Malgré tout, défend Abdoulaye Diop, l’Etat du Sénégal, pour alléger le coût de la vie des populations, a pris un certain nombre de mesures. C’est sous ce rapport que les droits de douane sur le blé et certaines taxes sur d’autres produits ont été supprimés. Aussi, pour coller à l’évènement, le ministre n’a-t-il pas manqué de placer cette crise dans un contexte de mondialisation.

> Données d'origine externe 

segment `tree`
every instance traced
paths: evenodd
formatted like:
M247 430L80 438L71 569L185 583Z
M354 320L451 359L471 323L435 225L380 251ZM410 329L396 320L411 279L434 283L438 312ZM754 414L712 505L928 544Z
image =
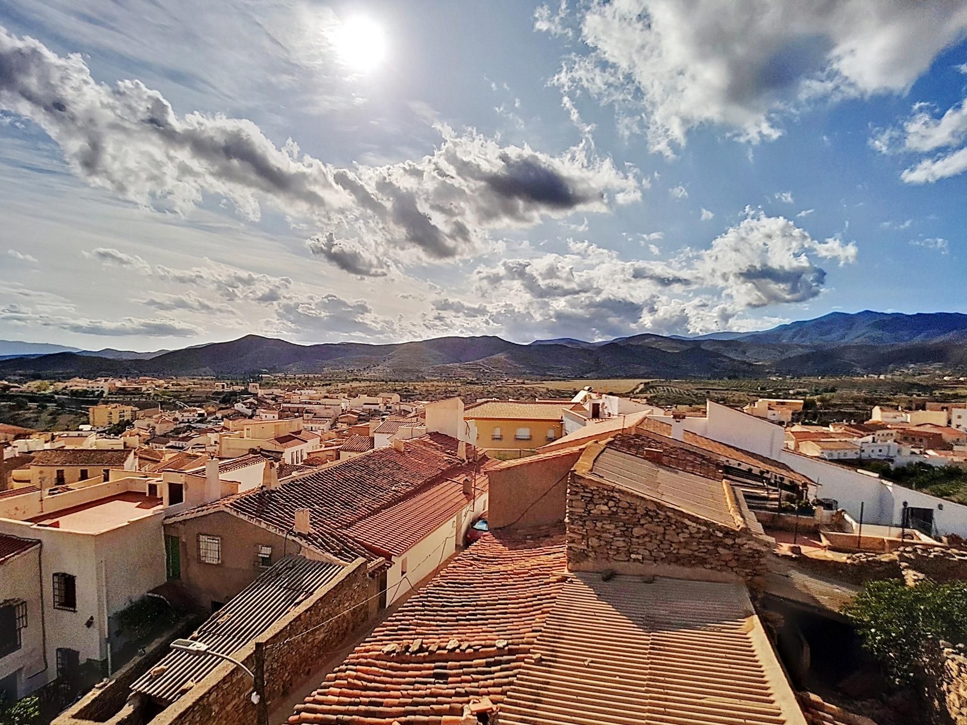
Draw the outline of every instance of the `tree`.
M967 582L921 582L907 587L889 580L870 582L843 614L864 647L898 682L909 682L928 639L967 641Z
M0 725L39 725L41 706L36 695L8 704L0 697Z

Traitant du thème ‘les capacités d’ajustement de l’éonomie face à la mondialisation’, l’invité du Conseil de la République pour les affaires économiques et sociales (Craes) a révélé que des mesures hardies sont en train d’être prises pour apporter une réponse aux nombreux défis qui assaillent les populations. C’est le cas notamment, renseigne le ministre, de la mise en place de la Stratégie de croissance accélérée (Sca) mais aussi de mesures prises dans le cadre de l’Union économique et monétaire ouest-africaine (Uemoa) et de la Communauté économique des Etats de l’Afrique de l’ouest (Cedeao).

A ce niveau, le Sénégal ne s’en tire pas trop mal avec une politique économique vertueuse. Et ce, malgré les chocs exogènes et la crise des Industries chimiques du Sénégal (Ics) qui a porté un sacré coup au secteur.